Miranda's voice ended on its hissing note. Her hands shook, and she pressed them on the arms of her chair. Her breath came shallow and rapid, and as her son approached, she suddenly threw up her arms, turned eyes on him with no sight in them, gave a long, deep sigh and was silent.

“Father, she is dead! She is gone from me, my mother! Why have you done it? Why did you think of yourself? Why could you not keep your secret? What did it matter, your personal burden, the weight on your own mind? Why did you put it on her in her weakness and age? It was for you to spare her, not to think of easing yourself. You have done an ill thing.”

“I would undo it, if I could. I was shaken by the truth. I had shared her life. I felt she should share mine. I felt I owed her the truth, when I owed her silence. I had kept it for my own sake. Would that I had kept it for hers.”

“Why should she have known you had broken faith? Why should I know it, Father? Why could we not keep
our conception of you? Why should she lose it in her last hour? Why should I lose it in my hardest one? Why should I lose my mother and my father at one stroke?”

“I felt I was paying a debt to her, a debt that was too long unpaid. I did not see there was no repayment. And I had not thought the end so near. You cannot judge of my feeling. You could meet yours with an honest mind. I envy you, my son.”

“There is no need, Father. My life has been torn away. My mother is gone; my father is changed for me; my young cousins are that no longer. It is a great adjustment. I cannot make it all at once.”

“You have made a beginning,” said Julius, in another tone. “And you will do it all in time. We must not give ourselves to living in this scene and fulfilling our own parts. And there is something we owe to your mother. There must be no word of the truth. There must, if possible, be no thought of it. This is the last word of it between us. You said I should have kept the secret; you were right to say it; we will both keep it now. And you need not say it was not kept from her who suffered from it. I know it was not. I shall always know it. I shall know it when you have forgotten. I shall not have your right to forget. And now there are things to be done.”

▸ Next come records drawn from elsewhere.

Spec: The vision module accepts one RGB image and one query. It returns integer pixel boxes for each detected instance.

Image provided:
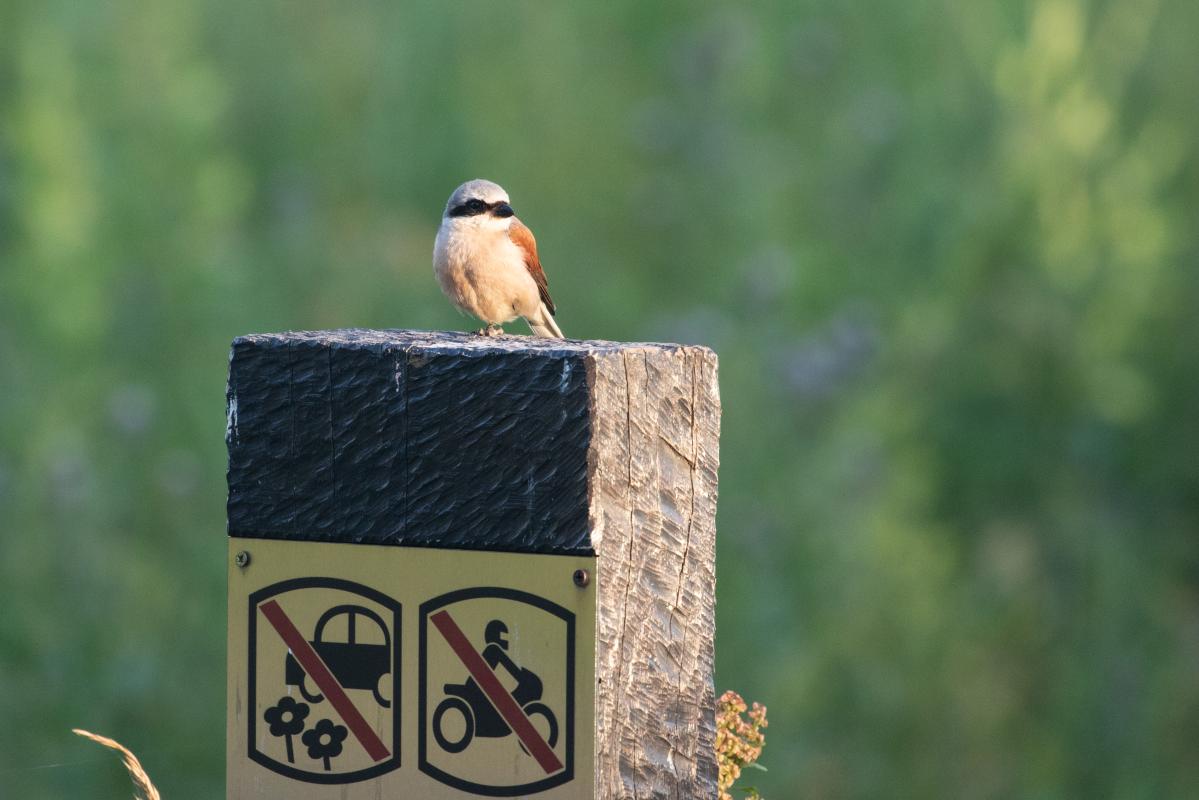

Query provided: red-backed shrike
[433,180,562,338]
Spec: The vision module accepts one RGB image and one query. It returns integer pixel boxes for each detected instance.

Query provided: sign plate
[227,537,595,800]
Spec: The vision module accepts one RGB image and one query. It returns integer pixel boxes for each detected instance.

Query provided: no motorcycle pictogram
[418,587,576,796]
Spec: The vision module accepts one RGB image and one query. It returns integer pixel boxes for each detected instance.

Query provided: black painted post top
[225,330,677,554]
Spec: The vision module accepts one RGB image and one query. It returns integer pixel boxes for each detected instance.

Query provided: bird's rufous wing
[508,217,558,314]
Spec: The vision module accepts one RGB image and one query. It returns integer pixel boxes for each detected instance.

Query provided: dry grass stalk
[72,728,162,800]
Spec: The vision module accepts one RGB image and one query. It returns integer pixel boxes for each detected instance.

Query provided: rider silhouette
[483,619,520,682]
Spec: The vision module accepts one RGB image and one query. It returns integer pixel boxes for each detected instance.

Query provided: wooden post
[227,330,721,800]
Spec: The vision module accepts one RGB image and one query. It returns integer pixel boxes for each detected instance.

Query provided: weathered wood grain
[227,330,721,800]
[589,347,721,800]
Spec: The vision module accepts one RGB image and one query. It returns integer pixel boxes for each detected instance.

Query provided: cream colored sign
[228,539,595,800]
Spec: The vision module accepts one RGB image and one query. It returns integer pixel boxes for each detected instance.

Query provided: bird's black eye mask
[450,197,512,217]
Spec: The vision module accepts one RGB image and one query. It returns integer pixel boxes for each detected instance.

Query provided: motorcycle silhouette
[433,620,558,753]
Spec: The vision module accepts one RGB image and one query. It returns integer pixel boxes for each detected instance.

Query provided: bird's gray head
[441,178,513,219]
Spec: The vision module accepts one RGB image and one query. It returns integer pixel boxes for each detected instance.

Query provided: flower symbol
[301,720,347,772]
[263,696,308,764]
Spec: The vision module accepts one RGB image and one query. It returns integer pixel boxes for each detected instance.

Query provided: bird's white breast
[433,217,541,324]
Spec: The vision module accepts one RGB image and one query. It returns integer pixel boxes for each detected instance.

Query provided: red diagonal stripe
[429,609,562,775]
[259,600,391,762]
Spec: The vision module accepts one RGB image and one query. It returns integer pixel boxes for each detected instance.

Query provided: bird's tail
[525,303,566,339]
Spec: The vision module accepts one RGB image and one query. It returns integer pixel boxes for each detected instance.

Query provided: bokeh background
[0,0,1199,800]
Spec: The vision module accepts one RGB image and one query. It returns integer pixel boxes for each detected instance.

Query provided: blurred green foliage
[0,0,1199,800]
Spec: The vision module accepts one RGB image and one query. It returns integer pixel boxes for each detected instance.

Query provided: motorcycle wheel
[433,697,475,753]
[520,703,558,756]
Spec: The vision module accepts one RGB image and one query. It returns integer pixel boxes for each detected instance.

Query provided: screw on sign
[248,578,400,783]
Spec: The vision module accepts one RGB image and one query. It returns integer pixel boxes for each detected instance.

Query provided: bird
[433,179,565,339]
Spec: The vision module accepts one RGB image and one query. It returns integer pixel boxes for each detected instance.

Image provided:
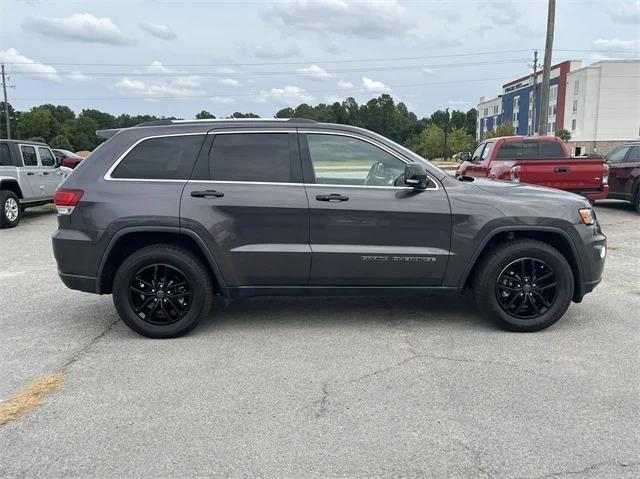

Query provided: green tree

“Let me do them with you,” said Hester, coming forward. “Yes, I have been here all the time. I had not the chance to go. When I came in with Mrs. Hume, I saw she might need my help. And then I saw she was beyond it. And then I saw that you and your son would need it.”

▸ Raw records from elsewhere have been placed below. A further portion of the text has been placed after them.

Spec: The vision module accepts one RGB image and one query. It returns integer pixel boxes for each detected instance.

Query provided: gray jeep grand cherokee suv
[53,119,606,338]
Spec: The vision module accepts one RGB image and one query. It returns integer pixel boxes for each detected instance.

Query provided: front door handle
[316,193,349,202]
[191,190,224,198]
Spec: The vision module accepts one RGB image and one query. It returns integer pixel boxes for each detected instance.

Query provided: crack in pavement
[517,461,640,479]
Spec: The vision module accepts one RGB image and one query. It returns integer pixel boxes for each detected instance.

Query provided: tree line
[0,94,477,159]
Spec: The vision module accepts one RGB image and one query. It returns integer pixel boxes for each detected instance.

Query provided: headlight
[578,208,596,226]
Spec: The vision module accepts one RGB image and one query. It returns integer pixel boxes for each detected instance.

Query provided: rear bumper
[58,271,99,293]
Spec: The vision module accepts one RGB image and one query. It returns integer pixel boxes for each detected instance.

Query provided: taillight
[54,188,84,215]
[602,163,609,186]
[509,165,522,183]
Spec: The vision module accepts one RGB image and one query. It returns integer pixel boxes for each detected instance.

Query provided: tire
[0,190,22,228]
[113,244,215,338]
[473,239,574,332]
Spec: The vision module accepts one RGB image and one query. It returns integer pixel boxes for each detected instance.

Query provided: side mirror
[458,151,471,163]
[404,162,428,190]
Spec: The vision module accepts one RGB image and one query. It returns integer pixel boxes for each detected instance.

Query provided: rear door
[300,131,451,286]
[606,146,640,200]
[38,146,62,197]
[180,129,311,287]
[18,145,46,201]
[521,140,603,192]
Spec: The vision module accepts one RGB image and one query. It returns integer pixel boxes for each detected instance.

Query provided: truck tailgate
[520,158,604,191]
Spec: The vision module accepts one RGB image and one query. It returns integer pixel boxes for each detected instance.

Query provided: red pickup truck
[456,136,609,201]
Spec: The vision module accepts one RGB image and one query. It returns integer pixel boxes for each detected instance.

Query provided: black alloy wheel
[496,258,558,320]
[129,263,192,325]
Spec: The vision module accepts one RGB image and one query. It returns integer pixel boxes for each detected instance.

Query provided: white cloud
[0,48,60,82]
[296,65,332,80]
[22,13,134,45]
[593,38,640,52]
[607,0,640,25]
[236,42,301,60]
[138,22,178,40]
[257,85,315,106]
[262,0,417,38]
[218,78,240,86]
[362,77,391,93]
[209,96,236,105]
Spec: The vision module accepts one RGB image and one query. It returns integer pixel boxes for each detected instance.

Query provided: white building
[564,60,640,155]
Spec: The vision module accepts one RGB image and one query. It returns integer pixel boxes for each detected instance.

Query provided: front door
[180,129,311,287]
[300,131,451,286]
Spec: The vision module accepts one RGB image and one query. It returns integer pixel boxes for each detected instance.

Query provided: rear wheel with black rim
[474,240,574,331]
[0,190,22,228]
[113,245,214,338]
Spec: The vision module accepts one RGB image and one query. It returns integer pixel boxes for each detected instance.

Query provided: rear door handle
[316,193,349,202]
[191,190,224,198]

“Yes, we need help,” said Julius. “And you know the first help we need, the certainty of your silence.”

“The silence is so sure that we need not speak of it. We will not do so. It would seem to be a breach of it. But you have other need.”

“Father,” said Rosebery, “while you and Miss Wolsey are together, shall I go and break it to my cousins—to the children? I feel I am the one to do it. The demand on you would be great.”

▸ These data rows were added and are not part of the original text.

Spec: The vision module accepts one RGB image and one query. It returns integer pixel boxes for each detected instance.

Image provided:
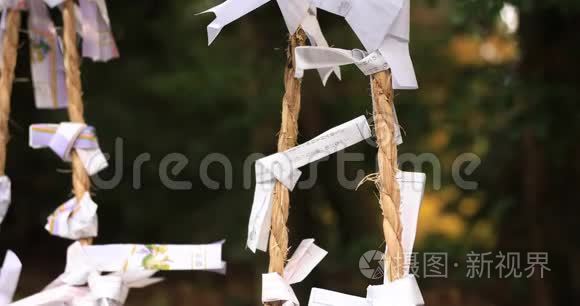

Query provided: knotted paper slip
[29,122,108,175]
[0,251,22,305]
[45,0,119,62]
[44,192,99,240]
[296,0,418,89]
[0,175,12,226]
[247,116,371,252]
[77,0,119,62]
[10,242,225,306]
[200,0,341,83]
[262,239,328,306]
[308,171,425,306]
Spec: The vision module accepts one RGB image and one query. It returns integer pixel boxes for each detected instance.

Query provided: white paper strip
[83,241,226,272]
[294,8,341,85]
[262,239,328,306]
[312,0,410,51]
[200,0,310,45]
[44,192,99,240]
[29,122,108,176]
[385,171,426,282]
[0,251,22,305]
[308,275,425,306]
[0,175,12,225]
[308,288,368,306]
[296,0,418,89]
[247,116,371,252]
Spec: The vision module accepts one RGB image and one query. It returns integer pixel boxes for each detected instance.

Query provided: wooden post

“I am glad to be spared. I should hardly know what to say. I hardly know how much they felt for her.”

“Not what you and I did, Father. But possibly more than they knew. This is a time when truth comes to light.”

“Do not ask them to simulate feeling. Your mother would not ask it. She was neither near to them nor wished to be. She was open and honest with them. Let them be the same.”

“Father, do you think some unconscious suspicion influenced her, some instinctive sense of the truth?”

“No, I do not. You saw how she met it. Would you have accused me of causing her death by telling it, if you thought that?”

“You will not tell the truth to my cousins—to the children?”

“No, I shall not. It is not a thing to tell them. When they are older, it will be different. Indeed I may look to the time. And they are still your cousins. What else can they be? Do you hear nothing I say?”

“You look forward, Father. You see a future. I find it hard to do so.”

“You are good to me, my son. I am happy in the child I can acknowledge. You have not spoken of your thoughts.”

“Father, you have led a strange life, silent, solitary, burdened. You trod the way of transgressors, and it was hard.”